Last Saturday, John M. Perkins spoke at the annual harvest banquet of the Los Angeles Bible Training School. Perkins is a living legend, and LABTS is a great old school “dedicated to the task of instructing Christian workers in the Word of God.” It seems that lots of churches are starting Bible Institutes and Ministry Institutes lately, but LABTS has decades of experience at doing it right: They teach laypeople how to read the Bible and understand theology.
Perkins spoke to the assembled friends of LABTS from the text of Psalm 11. He focused in on verse 3, which in the KJV he was reading from says “If the foundations be destroyed, what can the righteous do?” “The foundations” that he had in mind are the family and the community, and he reeled off a series of statistics and anecdotes about the breakdown of family and community in America that are heart-rending. Perkins was primarily speaking with the Black community in mind, but he describes an America we’re all living in. The foundations are not in good shape.
If the foundations be destroyed, what can the righteous do? However the Psalmist intended the question, Perkins doesn’t take it to be a rhetorical one. He really wants to know what action the church should take after the destruction of the cultural foundations. He has five suggestions, if “suggestion” is a strong enough word for somebody who knows how to speak in a prophetic mode. I can’t do justice to the whole sermon, because there are some things that you have to be John M. Perkins to say. But here are my notes on what Perkins says the church should do:
1. Bring Faith Back, and since faith comes by hearing, and hearing by the word of God, “bringing faith back” means teaching the Bible more and more and more. If that doesn’t sound like an action plan, the rest of Perkins’ points might not be of interest to you. He’s serious about this fundamental evangelical task.
2. De-Hijack Prayer from the name-it-and-claim-it prosperity people. Prayer itself has been hijacked: its whole logic and direction are reversed when we misunderstand it as approaching God to ask that his divine power bend itself toward dispensing blessings on us for the sake of dispensing blessings on us. The biblical idea is that blessings are a means to an end, and the end is God’s name, God’s kingdom, God’s will. Prosperity takes all of that, forcibly, in the other direction.

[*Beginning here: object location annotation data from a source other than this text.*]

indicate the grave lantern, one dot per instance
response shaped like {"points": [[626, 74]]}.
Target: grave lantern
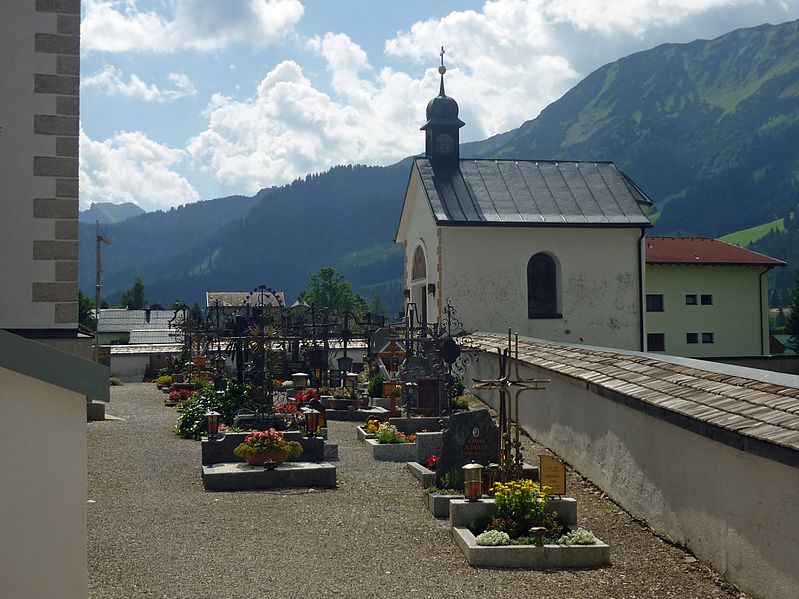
{"points": [[311, 421], [213, 423], [473, 481]]}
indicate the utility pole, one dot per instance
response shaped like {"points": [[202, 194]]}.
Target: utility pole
{"points": [[100, 240]]}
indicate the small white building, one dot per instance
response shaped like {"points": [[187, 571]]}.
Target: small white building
{"points": [[551, 249]]}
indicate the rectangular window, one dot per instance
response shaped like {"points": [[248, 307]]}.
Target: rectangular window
{"points": [[655, 342], [654, 302]]}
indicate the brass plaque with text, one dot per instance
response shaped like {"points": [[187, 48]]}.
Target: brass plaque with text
{"points": [[552, 473]]}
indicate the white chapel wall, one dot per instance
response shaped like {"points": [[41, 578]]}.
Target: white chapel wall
{"points": [[484, 272], [421, 228], [43, 503], [735, 510]]}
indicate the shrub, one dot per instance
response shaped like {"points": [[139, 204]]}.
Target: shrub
{"points": [[579, 536], [268, 440], [493, 538], [376, 385], [192, 422], [521, 505]]}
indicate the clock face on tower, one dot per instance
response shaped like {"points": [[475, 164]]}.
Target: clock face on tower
{"points": [[445, 145]]}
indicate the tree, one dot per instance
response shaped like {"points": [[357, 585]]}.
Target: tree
{"points": [[328, 289], [792, 319], [377, 306], [134, 298], [86, 313]]}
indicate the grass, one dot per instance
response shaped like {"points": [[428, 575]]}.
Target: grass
{"points": [[745, 237]]}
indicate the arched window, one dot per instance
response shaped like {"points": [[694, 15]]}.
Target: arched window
{"points": [[542, 287], [419, 265]]}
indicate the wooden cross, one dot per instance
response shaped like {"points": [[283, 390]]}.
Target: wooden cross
{"points": [[511, 465]]}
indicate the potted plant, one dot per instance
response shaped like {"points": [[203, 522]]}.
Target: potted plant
{"points": [[269, 445]]}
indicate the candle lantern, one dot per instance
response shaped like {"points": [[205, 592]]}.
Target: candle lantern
{"points": [[311, 422], [213, 423], [490, 475], [473, 481]]}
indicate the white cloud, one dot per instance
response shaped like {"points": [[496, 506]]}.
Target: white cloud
{"points": [[290, 127], [130, 167], [633, 17], [119, 26], [110, 80]]}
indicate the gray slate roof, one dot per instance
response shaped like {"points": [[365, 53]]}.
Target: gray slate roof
{"points": [[119, 320], [533, 193], [153, 336]]}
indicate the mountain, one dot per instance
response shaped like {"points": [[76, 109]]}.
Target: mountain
{"points": [[707, 129], [144, 245], [106, 212]]}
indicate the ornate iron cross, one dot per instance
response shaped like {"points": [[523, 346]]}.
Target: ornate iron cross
{"points": [[510, 458]]}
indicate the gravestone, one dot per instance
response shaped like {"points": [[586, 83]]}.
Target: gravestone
{"points": [[429, 395], [470, 436]]}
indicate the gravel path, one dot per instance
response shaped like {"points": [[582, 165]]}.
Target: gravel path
{"points": [[154, 532]]}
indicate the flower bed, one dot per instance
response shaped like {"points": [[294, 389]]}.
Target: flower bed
{"points": [[530, 556], [391, 452]]}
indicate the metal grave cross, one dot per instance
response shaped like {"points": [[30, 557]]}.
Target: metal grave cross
{"points": [[511, 458]]}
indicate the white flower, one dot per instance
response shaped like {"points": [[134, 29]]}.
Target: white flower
{"points": [[493, 538]]}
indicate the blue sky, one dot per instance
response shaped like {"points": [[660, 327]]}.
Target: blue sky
{"points": [[183, 100]]}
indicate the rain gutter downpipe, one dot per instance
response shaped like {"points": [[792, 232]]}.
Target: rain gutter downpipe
{"points": [[641, 298]]}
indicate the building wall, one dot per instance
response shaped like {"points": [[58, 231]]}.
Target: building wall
{"points": [[738, 317], [484, 272], [43, 503], [421, 229], [39, 43], [735, 510]]}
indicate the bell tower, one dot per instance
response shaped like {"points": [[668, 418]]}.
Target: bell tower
{"points": [[441, 128]]}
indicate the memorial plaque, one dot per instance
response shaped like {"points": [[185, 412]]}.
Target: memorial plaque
{"points": [[552, 473], [470, 436], [429, 395]]}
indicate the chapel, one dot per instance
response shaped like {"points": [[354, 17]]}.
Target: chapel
{"points": [[552, 249]]}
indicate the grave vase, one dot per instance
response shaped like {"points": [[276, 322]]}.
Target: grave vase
{"points": [[258, 459]]}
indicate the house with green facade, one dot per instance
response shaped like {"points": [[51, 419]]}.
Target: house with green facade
{"points": [[706, 298]]}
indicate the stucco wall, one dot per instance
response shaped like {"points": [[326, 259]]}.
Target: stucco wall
{"points": [[734, 510], [418, 228], [39, 72], [484, 272], [738, 317], [43, 460]]}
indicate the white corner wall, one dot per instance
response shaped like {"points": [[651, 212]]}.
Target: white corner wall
{"points": [[43, 459], [737, 511]]}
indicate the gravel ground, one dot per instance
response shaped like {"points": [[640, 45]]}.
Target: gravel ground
{"points": [[154, 532]]}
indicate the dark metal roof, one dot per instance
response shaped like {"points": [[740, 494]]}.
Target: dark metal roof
{"points": [[533, 193], [757, 416], [119, 320]]}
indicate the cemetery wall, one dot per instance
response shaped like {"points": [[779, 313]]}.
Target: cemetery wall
{"points": [[735, 510], [43, 502], [598, 298]]}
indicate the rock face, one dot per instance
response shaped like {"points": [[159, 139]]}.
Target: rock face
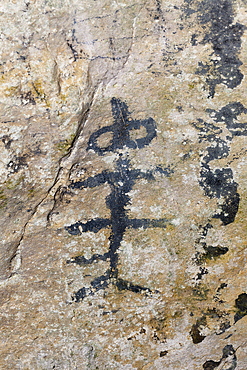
{"points": [[123, 185]]}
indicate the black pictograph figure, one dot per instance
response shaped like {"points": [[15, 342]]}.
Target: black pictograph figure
{"points": [[121, 181]]}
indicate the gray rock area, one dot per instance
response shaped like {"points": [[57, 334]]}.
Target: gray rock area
{"points": [[123, 192]]}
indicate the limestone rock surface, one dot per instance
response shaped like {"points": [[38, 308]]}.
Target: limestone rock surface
{"points": [[123, 189]]}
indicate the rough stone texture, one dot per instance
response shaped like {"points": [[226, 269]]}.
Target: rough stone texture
{"points": [[123, 184]]}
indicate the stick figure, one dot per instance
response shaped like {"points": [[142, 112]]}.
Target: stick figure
{"points": [[121, 181]]}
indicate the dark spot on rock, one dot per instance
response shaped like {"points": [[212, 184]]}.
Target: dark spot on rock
{"points": [[195, 333], [229, 357], [210, 365], [213, 252], [225, 39], [6, 141], [16, 164], [241, 305]]}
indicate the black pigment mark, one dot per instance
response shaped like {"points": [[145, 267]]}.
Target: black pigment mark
{"points": [[228, 359], [17, 164], [241, 305], [120, 130], [225, 39], [6, 141], [121, 181], [195, 332]]}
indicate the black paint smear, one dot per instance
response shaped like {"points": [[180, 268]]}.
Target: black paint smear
{"points": [[229, 357], [121, 182], [225, 38], [213, 252], [241, 305], [229, 116], [195, 333], [120, 130]]}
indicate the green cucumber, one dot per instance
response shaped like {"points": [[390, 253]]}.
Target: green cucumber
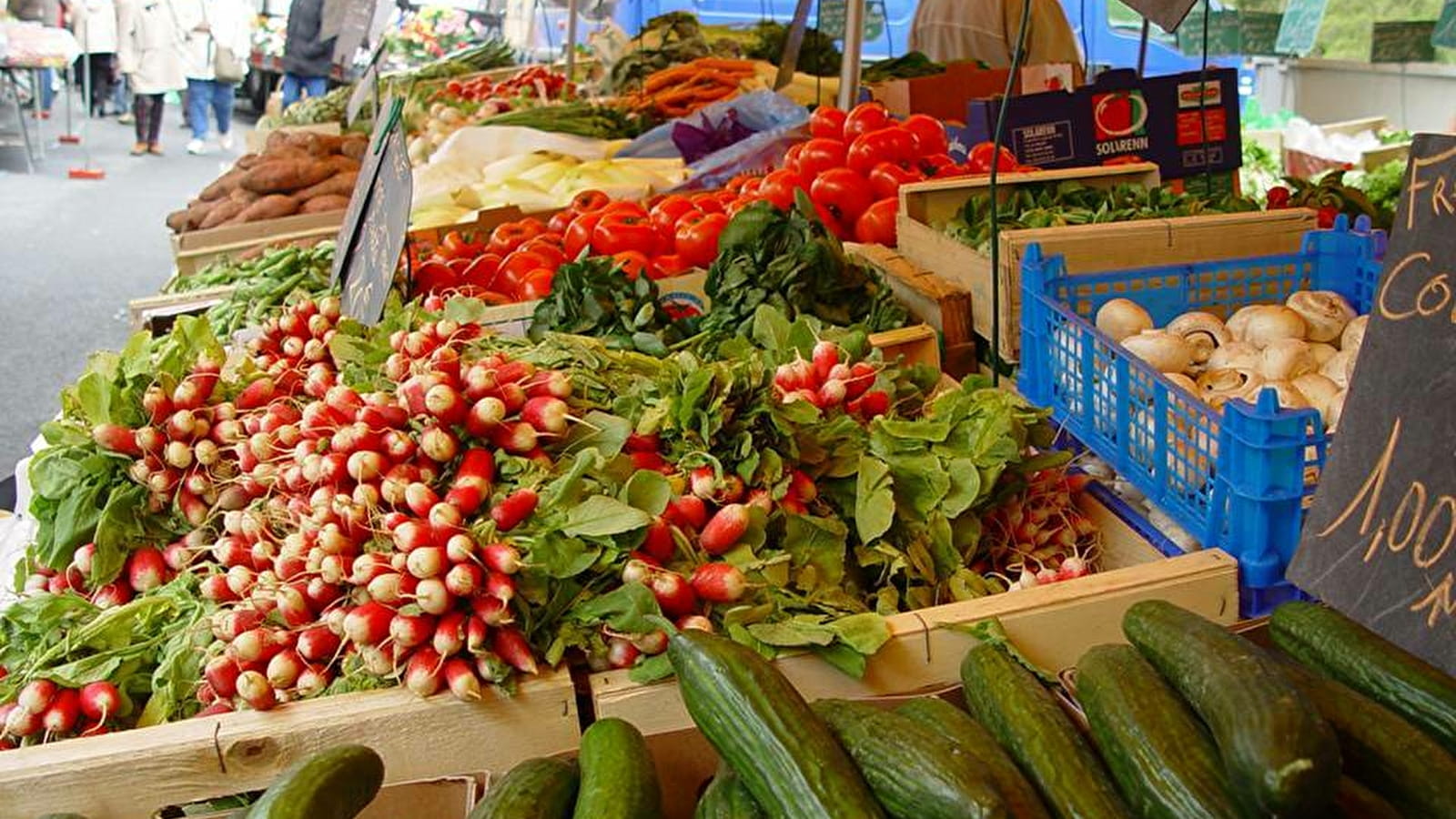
{"points": [[1028, 723], [1162, 758], [332, 784], [1343, 649], [1281, 756], [536, 789], [914, 771], [766, 732], [618, 777], [970, 736], [1380, 749], [1353, 800], [727, 797]]}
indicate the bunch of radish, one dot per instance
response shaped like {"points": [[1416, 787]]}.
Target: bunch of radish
{"points": [[832, 379]]}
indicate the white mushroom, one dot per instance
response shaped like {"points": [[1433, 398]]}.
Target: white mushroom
{"points": [[1286, 359], [1123, 318], [1164, 350], [1203, 332], [1353, 334], [1325, 312]]}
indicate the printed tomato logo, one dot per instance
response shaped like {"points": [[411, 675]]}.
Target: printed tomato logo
{"points": [[1118, 114]]}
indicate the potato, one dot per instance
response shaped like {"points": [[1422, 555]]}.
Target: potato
{"points": [[284, 175], [325, 203], [273, 206]]}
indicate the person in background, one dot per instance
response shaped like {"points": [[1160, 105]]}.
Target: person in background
{"points": [[986, 31], [211, 25], [306, 57], [95, 26], [149, 48]]}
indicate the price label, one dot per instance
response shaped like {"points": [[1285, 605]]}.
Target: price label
{"points": [[1380, 542]]}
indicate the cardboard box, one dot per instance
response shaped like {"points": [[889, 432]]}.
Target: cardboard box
{"points": [[1123, 116]]}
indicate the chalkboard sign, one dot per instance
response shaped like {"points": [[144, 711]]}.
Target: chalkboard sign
{"points": [[1402, 43], [1300, 26], [1445, 34], [1380, 542]]}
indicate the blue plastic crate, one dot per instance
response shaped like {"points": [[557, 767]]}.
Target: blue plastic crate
{"points": [[1237, 479]]}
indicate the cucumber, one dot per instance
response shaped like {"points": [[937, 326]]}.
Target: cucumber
{"points": [[914, 771], [1354, 800], [1280, 755], [536, 789], [1162, 758], [1382, 751], [1028, 723], [618, 777], [331, 784], [766, 732], [1343, 649], [970, 736], [727, 797]]}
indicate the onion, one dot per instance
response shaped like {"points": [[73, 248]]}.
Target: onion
{"points": [[1325, 312]]}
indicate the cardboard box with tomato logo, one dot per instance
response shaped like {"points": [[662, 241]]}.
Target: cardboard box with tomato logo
{"points": [[1187, 124]]}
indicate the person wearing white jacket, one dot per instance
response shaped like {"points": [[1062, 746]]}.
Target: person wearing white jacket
{"points": [[211, 25], [149, 50]]}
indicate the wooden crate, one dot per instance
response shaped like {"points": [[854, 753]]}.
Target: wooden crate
{"points": [[131, 774], [1052, 624], [1088, 248]]}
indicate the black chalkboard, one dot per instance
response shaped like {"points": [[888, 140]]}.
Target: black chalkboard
{"points": [[1380, 542]]}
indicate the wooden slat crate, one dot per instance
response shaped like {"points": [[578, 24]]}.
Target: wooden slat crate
{"points": [[131, 774], [928, 206]]}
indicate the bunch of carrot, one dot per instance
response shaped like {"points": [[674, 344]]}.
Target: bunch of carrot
{"points": [[683, 89]]}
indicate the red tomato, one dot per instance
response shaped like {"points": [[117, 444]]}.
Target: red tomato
{"points": [[633, 264], [623, 230], [928, 131], [844, 193], [887, 177], [827, 121], [820, 155], [698, 238], [579, 237], [669, 212], [877, 225], [779, 187], [887, 145], [587, 201], [865, 118]]}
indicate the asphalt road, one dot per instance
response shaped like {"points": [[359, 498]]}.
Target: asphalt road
{"points": [[75, 251]]}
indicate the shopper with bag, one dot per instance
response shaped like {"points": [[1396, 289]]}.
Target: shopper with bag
{"points": [[150, 41], [216, 53]]}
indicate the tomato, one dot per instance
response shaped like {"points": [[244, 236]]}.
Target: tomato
{"points": [[980, 159], [698, 238], [887, 177], [669, 212], [877, 225], [623, 230], [822, 155], [844, 193], [887, 145], [536, 285], [827, 121], [633, 264], [779, 187], [865, 118], [579, 237], [928, 131], [587, 201]]}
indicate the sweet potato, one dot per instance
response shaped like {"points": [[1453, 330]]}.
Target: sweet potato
{"points": [[273, 206], [325, 203], [284, 175], [337, 186]]}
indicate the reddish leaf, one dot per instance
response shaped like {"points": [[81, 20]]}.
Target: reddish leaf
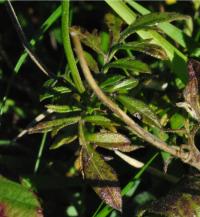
{"points": [[191, 92], [101, 177]]}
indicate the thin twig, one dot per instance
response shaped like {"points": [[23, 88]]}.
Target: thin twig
{"points": [[24, 40], [115, 108], [138, 164], [36, 120]]}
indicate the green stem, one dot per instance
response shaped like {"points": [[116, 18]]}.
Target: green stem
{"points": [[67, 47], [38, 160], [145, 135]]}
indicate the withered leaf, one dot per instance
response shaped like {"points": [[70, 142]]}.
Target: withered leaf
{"points": [[183, 201], [47, 126], [101, 177], [191, 92]]}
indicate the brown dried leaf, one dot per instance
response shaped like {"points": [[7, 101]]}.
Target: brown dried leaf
{"points": [[101, 177], [191, 92]]}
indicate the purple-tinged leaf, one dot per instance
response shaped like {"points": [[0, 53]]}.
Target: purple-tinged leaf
{"points": [[99, 174], [136, 106], [101, 177], [191, 91], [17, 201]]}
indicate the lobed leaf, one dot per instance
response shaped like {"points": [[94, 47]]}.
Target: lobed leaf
{"points": [[135, 66], [135, 106], [149, 20], [110, 141], [47, 126], [17, 201]]}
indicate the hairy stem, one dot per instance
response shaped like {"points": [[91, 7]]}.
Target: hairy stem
{"points": [[115, 108], [67, 47]]}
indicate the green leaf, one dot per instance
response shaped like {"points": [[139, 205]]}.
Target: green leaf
{"points": [[92, 64], [47, 126], [99, 174], [92, 40], [17, 201], [135, 106], [131, 186], [135, 66], [101, 177], [177, 121], [55, 91], [62, 140], [123, 86], [143, 46], [63, 108], [150, 20], [113, 80], [110, 141], [99, 120], [114, 24]]}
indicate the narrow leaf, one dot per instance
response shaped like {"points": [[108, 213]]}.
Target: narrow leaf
{"points": [[47, 126], [92, 64], [130, 64], [99, 174], [135, 106], [111, 141], [62, 140], [114, 24], [99, 120], [92, 40], [123, 86], [17, 201], [112, 81], [143, 46], [63, 108], [54, 91], [191, 91], [149, 20], [101, 177]]}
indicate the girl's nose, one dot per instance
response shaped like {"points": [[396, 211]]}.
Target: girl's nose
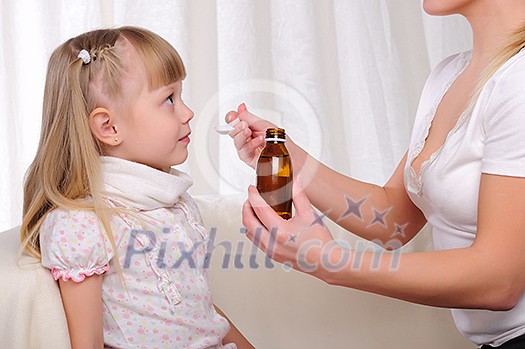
{"points": [[187, 114]]}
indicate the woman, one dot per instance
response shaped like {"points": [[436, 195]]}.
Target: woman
{"points": [[464, 173]]}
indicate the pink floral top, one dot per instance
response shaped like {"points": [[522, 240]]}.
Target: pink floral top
{"points": [[161, 297]]}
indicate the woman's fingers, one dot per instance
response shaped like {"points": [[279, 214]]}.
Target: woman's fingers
{"points": [[302, 204]]}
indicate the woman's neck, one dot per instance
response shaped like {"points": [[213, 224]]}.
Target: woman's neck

3. De-Colonize the Gospel. Europeans exported to Africa and a gospel that subdued the land, extracted the gold and jewels, and then left. Christian missions left a legacy of racism in South Africa and the American south. You may recognize this analysis as one of the postmodern reasons for scrapping the Christian faith and repudiating missions. Nonsense, says Perkins. The real gospel is actually in there somewhere, patiently waiting to be disentangled from the colonialist interests it was forced to serve in our history. De-link those two and watch the word spread again.
4. Bring Church Back to the Center. Church, not weekly spectacle without personal investment in community; not para-church gatherings with no authority and no accountability; not the thousand ways we’ve figured out how to get a little Christian information and influence into peoples lives without actually bringing them into lives of committed, costly fellowship.
5. Have a Philosophy of Development. It’s not enough to get a little excited about making a difference, we need to have a comprehensive philosophy of what helps people, and operational plans for making progress. Perkins calls it community development, and has spent decades spelling it out as the three R’s: Relocation, Reconciliation, and Redistribution. If you’ve never heard of this program, you’re probably not trying to find out; after all, these Perkins things haven’t been done in a corner. If it sounds socialist to you, fear not: anybody who can call this a “philosophy of development” isn’t as economically clueless as all that.